Video archive search can be performed via a few methods. The default includes a pipeline which generates object detections, tracks, and lastly temporal descriptors around each track. The descriptors get indexed into an arbitrary data store (typically a nearest neighbor index, locality-sensitive hashing table, or other). At query time, descriptors on a query image or video are matched against the entries in this database. A default GUI (provided via the VIVIA toolkit) is provided which allows performing iterative refinement of the results, by annotating which were correct or incorrect, in order to build up a better model for the input query.

Image Archive Search using SMQTK Standalone

The “smqtk_on_chips” directory contains multiple methods for running image queries on an image archive, including:

(a) Indexing descriptors around each full input image as-is.
(b) Tiling up each input image into fixed-size tiles.
(c) Indexing descriptors around detections generated by arbitrary detectors.

|This primarily uses the SMQTK toolkit and is designed for images, not videos. A web-based GUI is provided which allows new queries based on an input query image, and the refinement of results via iterative query refinement (IQR), similarly to the VIAME example. IQR generates an SVM classifier on user-nominated positive and negative examples from the result set to refine results.

Video and Image Search using VIAME


This section corresponds to this example online, in addition to the viame_ingest example folder in a VIAME installation.

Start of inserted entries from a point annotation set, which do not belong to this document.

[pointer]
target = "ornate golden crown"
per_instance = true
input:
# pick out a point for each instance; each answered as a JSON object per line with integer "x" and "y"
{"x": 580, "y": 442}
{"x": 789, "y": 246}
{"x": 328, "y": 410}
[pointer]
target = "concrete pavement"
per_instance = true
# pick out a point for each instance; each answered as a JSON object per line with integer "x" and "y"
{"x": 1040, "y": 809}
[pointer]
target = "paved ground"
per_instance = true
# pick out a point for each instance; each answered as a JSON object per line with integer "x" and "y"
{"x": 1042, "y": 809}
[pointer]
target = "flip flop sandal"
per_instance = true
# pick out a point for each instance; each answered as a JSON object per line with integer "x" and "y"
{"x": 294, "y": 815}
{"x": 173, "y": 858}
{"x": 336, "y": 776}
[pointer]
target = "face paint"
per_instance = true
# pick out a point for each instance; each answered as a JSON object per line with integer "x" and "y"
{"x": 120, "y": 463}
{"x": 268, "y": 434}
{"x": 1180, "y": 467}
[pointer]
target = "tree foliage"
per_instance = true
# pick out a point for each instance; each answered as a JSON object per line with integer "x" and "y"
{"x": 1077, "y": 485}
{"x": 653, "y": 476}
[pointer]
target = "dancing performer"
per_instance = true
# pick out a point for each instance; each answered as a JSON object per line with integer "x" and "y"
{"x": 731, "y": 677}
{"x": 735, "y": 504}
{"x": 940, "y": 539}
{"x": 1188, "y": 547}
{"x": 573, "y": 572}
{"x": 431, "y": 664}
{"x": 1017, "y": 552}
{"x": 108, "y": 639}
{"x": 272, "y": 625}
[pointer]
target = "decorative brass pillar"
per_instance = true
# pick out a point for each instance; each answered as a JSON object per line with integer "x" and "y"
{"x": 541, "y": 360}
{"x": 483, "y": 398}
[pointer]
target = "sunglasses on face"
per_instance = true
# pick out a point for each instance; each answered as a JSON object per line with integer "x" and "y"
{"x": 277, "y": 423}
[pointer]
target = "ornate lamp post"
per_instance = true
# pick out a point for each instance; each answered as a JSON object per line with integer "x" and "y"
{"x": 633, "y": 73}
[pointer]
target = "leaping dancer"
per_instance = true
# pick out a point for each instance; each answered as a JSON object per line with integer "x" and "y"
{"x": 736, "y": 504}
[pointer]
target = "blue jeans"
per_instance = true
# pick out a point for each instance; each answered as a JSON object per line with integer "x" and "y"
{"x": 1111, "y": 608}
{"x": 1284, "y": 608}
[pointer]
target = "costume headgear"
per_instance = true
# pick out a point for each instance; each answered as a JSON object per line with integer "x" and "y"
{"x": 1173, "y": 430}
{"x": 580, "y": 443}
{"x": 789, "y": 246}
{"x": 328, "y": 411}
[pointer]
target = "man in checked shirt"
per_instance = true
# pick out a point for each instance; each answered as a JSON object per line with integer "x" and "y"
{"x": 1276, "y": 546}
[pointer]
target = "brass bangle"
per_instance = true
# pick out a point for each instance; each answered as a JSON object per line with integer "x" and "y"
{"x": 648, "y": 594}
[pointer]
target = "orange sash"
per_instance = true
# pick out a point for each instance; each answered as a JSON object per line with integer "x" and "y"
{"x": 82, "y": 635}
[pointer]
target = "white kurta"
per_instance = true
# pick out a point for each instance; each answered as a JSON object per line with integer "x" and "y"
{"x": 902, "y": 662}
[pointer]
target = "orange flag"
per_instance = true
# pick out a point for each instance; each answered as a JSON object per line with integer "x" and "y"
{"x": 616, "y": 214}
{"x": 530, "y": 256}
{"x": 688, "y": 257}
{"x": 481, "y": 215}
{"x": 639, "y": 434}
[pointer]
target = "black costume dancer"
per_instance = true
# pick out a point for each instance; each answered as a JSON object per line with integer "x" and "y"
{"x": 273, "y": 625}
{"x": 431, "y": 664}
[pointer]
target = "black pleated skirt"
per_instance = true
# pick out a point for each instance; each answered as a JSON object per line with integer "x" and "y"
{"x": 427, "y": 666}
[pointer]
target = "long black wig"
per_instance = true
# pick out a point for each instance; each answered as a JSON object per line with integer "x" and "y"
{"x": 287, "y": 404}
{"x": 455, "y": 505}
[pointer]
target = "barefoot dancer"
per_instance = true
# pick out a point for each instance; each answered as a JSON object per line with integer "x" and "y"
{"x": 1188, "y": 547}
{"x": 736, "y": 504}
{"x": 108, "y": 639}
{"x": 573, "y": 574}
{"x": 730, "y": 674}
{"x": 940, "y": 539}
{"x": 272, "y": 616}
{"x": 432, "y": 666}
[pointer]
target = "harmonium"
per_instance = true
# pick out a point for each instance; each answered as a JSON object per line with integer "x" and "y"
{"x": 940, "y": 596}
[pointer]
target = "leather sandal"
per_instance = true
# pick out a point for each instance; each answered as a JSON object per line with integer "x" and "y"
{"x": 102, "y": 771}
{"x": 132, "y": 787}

This folder contains examples covering image search on top of an archive of videos or images.

An arbitrary detection and/or tracking pipeline is used to first generate spatio-temporal object tracks representing object candidate locations in video or imagery. Descriptors are generated around these object tracks, which get indexed into a database and can be queried upon. By indicating which query results are correct, a model can be trained for a new object category (or sub-category attribute) and saved to an output file to be reused again in future pipelines or query requests.

Initial Setup

Building and running this example requires either a VIAME install or a build from source with:

(a) The python packages: numpy, pymongo, torch, torchvision, matplotlib, and python-tk

First, you should decide where you want to run this example from. Doing it in the example folder tree is fine as a first pass, but if it is something you plan on running a few times or on multiple datasets, you probably want to select a different place in your user space to store databases and model files. This can be accomplished by making a new folder in your directory and either copying the scripts (.sh, .bat) from this example into this new directory, or via copying the scripts from [viame-install]/configs/prj-linux (or prj-windows) to this new directory which features these example scripts alongside others. After copying these scripts to the directory you want to run them from, make sure the first line in the top, “VIAME_INSTALL”, points to the location of your VIAME installation (as shown below). If using windows, all ‘.sh’ scripts in the below will be ‘.bat’ scripts that you should be able to just double-click to run.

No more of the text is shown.